Japanese Patent Laid-Open No. 2000-224034 describes that, when W1 denotes the area ratio of the transistors Q4 and Q5, a current i5 flowing to the transistor Q5 is W1 times the current i4 flowing to the transistor Q4. Japanese Patent Laid-Open No. 2000-224034 also describes that, when W1 denotes the area ratio of the transistors Q2 and Q3, a current i3 flowing to the transistor Q3 is W1 times the current i2 flowing to the transistor Q2. That is, according to Japanese Patent Laid-Open No. 2000-224034, since a relation “i3=i2×W1=i4×W1=i5” is achieved, it therefore should be possible to guarantee i3=i5, that is, equalize the value of the output current and that of the sink current in association with the voltage V1.
However, the area ratio of the transistors Q4 and Q5 may differ greatly from that of the transistors Q2 and Q3 because of variations in the manufacturing process of the transistors Q2 to Q5. In this case, since the ratio of i3 to i2 is greatly different from the ratio of i5 to i4 (the above-described relation is not achieved), it is difficult to guarantee that the output and sink currents having the same value.
FIG. 3 of Japanese Patent Laid-Open No. 2006-270225 illustrates a charge pumping circuit 6 which outputs, from an output node N11, a charging current to charge a capacitance C1 of an LPF 8 or flows, from the output node N11 to the Vss side, a discharging current to discharge the capacitance C1 of the LPF 8. A correction charging pump current ΔIpch to equalize the charging current and the discharging current flows to the charge pumping circuit 6 in accordance with a comparison amplification signal supplied from a charge pumping correction circuit 9.
Japanese Patent Laid-Open No. 2006-270225 describes that the charge pumping correction circuit 9 includes a Pch MOS transistor PT1a whose gate has a gate size (gate length or gate width) K times that of a Pch MOS transistor PT1 for generating the charging current. A bias circuit 7 supplies the same bias voltage Vp to the gate of the Pch MOS transistor PT1 and that of the Pch MOS transistor PT1a. This prior art document also describes that the charge pumping correction circuit 9 includes an Nch MOS transistor NT2a whose gate has a gate size (gate length or gate width) K times that of an Nch MOS transistor NT2 for generating the discharging current. The bias circuit 7 supplies the same bias voltage Vn to the gate of the Nch MOS transistor NT2 and that of the Nch MOS transistor NT2a. The charge pumping correction circuit 9 generates the comparison amplification signal and supplies it to the charge pumping circuit 6 to equalize a first current flowing to the Pch MOS transistor PT1a and a second current flowing to the Nch MOS transistor NT2a. According to Japanese Patent Laid-Open No. 2006-270225, this can equalize the charging current and the discharging current.

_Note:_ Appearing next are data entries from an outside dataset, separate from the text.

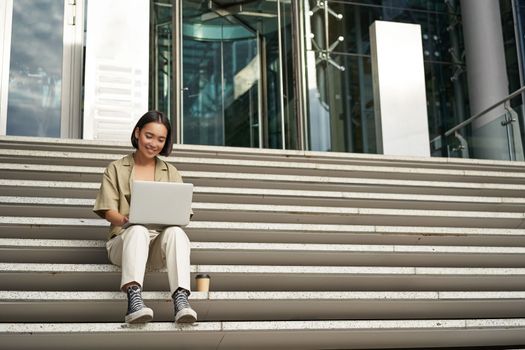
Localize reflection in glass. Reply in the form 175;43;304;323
7;0;64;137
305;0;469;156
444;105;524;161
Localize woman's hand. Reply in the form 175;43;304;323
105;209;129;226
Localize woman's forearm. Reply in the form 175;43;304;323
104;209;128;226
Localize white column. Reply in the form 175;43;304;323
370;21;430;157
461;0;510;159
83;0;150;140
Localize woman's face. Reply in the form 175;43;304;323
135;122;168;158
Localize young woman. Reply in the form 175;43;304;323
93;111;197;323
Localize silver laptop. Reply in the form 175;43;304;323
124;181;193;229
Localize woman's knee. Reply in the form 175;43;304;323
164;226;190;244
122;225;149;241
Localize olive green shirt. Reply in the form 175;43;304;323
93;154;182;239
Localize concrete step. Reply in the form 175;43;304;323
4;238;525;267
0;291;525;322
0;196;525;228
0;216;525;247
0;179;525;212
0;318;525;350
0;136;525;171
4;163;525;198
0;149;525;184
4;263;525;291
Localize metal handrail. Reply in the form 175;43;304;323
444;86;525;136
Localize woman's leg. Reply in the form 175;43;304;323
106;226;153;323
148;226;191;295
106;225;150;292
150;226;197;323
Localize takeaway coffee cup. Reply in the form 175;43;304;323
195;274;210;292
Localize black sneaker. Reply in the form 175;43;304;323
172;288;197;323
124;286;153;323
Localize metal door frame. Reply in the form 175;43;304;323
0;0;85;138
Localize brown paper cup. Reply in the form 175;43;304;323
195;275;210;292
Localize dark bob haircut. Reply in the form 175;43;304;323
131;111;173;156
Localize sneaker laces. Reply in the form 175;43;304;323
127;286;146;315
173;289;191;311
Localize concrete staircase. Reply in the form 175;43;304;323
0;137;525;349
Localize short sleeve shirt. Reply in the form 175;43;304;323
93;154;182;238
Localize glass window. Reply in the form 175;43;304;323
150;0;300;148
306;0;468;153
6;0;64;137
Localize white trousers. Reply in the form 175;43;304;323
106;225;191;294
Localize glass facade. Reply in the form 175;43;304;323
306;0;469;156
0;0;525;161
6;0;64;137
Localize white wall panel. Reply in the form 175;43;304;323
83;0;149;140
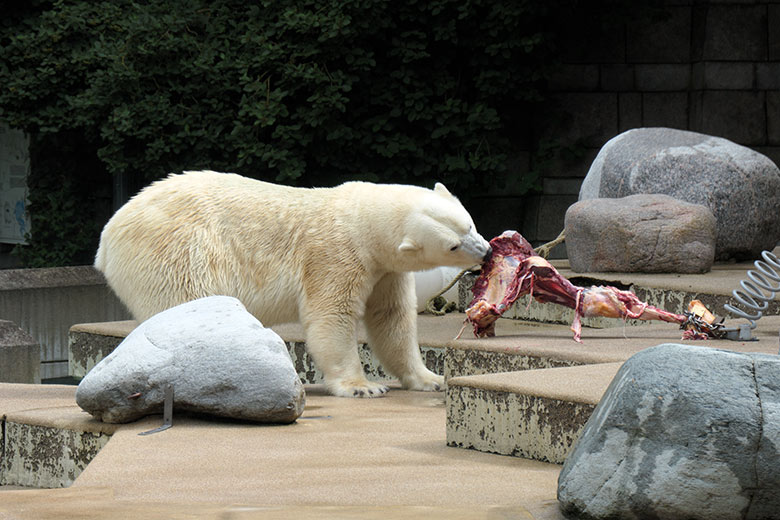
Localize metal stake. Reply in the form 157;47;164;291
138;385;173;435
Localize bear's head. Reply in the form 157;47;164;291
398;182;490;270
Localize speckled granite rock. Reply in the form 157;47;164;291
579;128;780;260
558;344;780;520
566;194;717;273
76;296;305;423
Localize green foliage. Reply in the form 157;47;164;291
0;0;567;262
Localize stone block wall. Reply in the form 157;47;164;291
472;0;780;257
0;266;130;379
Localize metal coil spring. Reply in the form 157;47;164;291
723;251;780;329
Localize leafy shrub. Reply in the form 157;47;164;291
0;0;566;263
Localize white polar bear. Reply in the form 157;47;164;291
95;171;490;396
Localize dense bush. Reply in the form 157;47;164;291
0;0;570;263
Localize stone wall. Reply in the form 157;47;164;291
472;0;780;257
0;266;130;379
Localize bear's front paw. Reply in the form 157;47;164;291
328;379;389;397
401;370;444;392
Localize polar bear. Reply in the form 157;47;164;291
95;171;490;397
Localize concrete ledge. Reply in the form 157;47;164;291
0;384;118;488
68;315;462;384
446;363;622;464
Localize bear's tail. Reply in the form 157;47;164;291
95;233;106;274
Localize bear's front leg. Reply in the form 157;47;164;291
364;273;444;391
303;314;388;397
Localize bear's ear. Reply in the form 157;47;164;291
433;182;452;197
398;237;420;252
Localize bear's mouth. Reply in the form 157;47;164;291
458;231;711;342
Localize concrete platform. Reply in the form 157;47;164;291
446;316;780;464
6;260;780;520
0;385;562;520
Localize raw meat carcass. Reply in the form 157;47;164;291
458;231;707;342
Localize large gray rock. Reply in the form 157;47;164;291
558;344;780;520
580;128;780;260
76;296;305;423
565;195;717;273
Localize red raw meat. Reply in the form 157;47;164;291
458;231;689;342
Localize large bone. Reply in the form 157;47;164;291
458;231;689;343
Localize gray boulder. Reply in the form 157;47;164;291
579;128;780;260
565;195;717;273
76;296;305;423
558;344;780;520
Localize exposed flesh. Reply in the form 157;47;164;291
461;231;692;342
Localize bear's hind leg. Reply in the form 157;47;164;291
304;316;388;397
363;273;444;391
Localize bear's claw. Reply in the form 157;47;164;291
329;380;389;398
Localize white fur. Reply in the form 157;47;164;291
95;171;489;396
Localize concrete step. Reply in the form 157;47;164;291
0;383;118;488
68;313;482;384
446;363;622;464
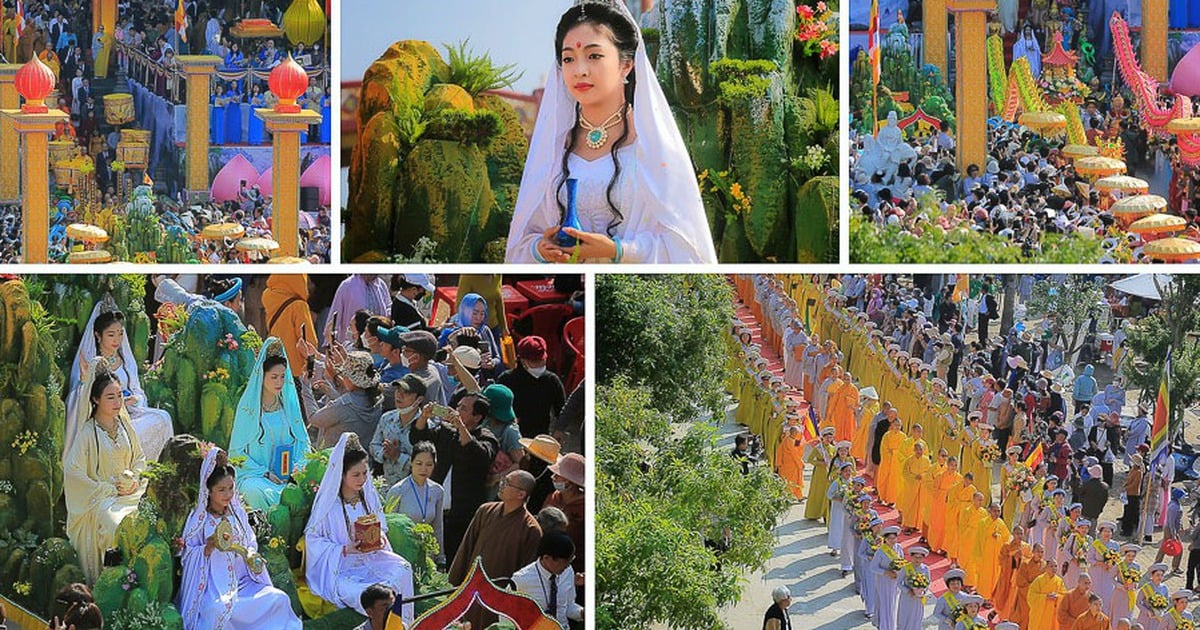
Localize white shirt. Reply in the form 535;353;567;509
512;559;583;628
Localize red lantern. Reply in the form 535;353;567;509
266;55;308;114
13;55;55;114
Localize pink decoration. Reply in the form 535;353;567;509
300;155;334;208
258;167;275;197
1171;41;1200;96
211;154;258;202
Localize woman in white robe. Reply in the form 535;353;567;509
305;433;413;626
504;2;716;263
62;360;146;583
178;446;302;630
62;295;175;460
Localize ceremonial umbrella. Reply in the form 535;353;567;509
1060;144;1100;160
1075;155;1126;178
1142;236;1200;263
200;223;246;241
1129;214;1188;238
67;223;108;242
1020;112;1067;136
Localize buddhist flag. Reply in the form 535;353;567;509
1025;442;1045;470
1150;348;1171;470
866;0;881;88
17;0;25;37
175;0;187;42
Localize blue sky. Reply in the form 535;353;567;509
341;0;571;92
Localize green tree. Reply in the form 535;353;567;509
1123;274;1200;437
595;381;790;630
1028;275;1108;361
596;275;733;419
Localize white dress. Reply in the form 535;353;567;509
180;512;302;630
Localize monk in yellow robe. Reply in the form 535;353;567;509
991;524;1030;619
804;430;838;521
821;366;858;442
946;473;979;556
925;457;962;554
775;425;805;500
917;449;948;535
1021;562;1067;630
954;492;991;586
875;418;908;504
974;503;1010;602
900;442;934;532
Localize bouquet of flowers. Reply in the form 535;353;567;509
1004;463;1033;493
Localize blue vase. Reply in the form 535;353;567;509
554;179;583;247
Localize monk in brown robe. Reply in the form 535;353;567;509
991;526;1031;619
1008;542;1045;628
1062;593;1112;630
1058;574;1092;630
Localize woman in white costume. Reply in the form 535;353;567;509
62;295;175;460
62;360;146;583
179;446;302;630
305;433;413;626
505;0;716;263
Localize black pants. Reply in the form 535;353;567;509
1188;550;1200;590
1121;496;1141;538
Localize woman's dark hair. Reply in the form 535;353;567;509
62;601;104;630
409;439;438;464
258;354;296;444
91;311;125;342
204;451;238;491
554;2;637;236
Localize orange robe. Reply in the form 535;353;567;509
822;379;858;442
974;515;1012;604
925;469;962;550
900;455;934;529
775;434;804;499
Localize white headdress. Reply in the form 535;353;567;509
504;0;716;263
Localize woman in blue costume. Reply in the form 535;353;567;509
229;337;308;511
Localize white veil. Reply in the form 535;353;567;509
504;0;716;263
62;294;144;454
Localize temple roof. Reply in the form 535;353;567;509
1042;31;1079;67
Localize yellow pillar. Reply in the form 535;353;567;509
2;109;70;264
1137;0;1169;82
0;64;20;202
254;109;320;256
922;0;949;80
947;0;996;173
178;55;224;200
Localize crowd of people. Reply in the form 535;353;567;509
55;274;587;630
727;275;1200;630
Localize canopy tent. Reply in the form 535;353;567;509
1109;274;1171;301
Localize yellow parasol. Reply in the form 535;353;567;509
1129;214;1188;236
67;223;108;242
234;238;280;252
200;223;246;241
1075;155;1126;178
67;250;113;265
1096;175;1150;194
1142;236;1200;263
1020;112;1067;136
1060;144;1100;160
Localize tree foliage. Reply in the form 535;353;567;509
596;275;733;420
1028;275;1108;358
1123;275;1200;426
596;381;790;630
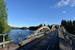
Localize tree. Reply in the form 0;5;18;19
0;0;9;34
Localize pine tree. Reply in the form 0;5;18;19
0;0;9;34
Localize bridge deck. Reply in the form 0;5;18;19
17;31;59;50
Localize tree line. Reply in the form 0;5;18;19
61;20;75;34
0;0;10;34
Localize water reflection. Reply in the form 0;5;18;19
8;29;33;44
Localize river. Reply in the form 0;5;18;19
8;29;33;44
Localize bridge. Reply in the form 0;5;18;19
0;25;75;50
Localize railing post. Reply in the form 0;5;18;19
3;34;5;48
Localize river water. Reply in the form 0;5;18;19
8;29;33;44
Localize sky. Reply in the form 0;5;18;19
5;0;75;27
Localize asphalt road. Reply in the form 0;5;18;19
16;30;59;50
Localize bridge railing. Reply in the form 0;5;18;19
59;27;75;50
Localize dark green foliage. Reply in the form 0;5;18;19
61;20;75;34
0;0;10;34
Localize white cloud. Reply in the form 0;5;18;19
56;0;75;7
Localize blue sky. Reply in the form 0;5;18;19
6;0;75;27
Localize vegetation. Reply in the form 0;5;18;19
0;0;10;34
11;27;28;29
61;20;75;34
28;24;43;30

However, the gate size ratio of the MOS transistors PT1 and PT1a may differ greatly from that of the MOS transistors NT2 and NT2a because of variations in the manufacturing process of the MOS transistors PT1, PT1a, NT2, and NT2a. In this case, since the ratio of the charging current to the first current is greatly different from the ratio of the discharging current to the second current, it is difficult to equalize the charging current and the discharging current.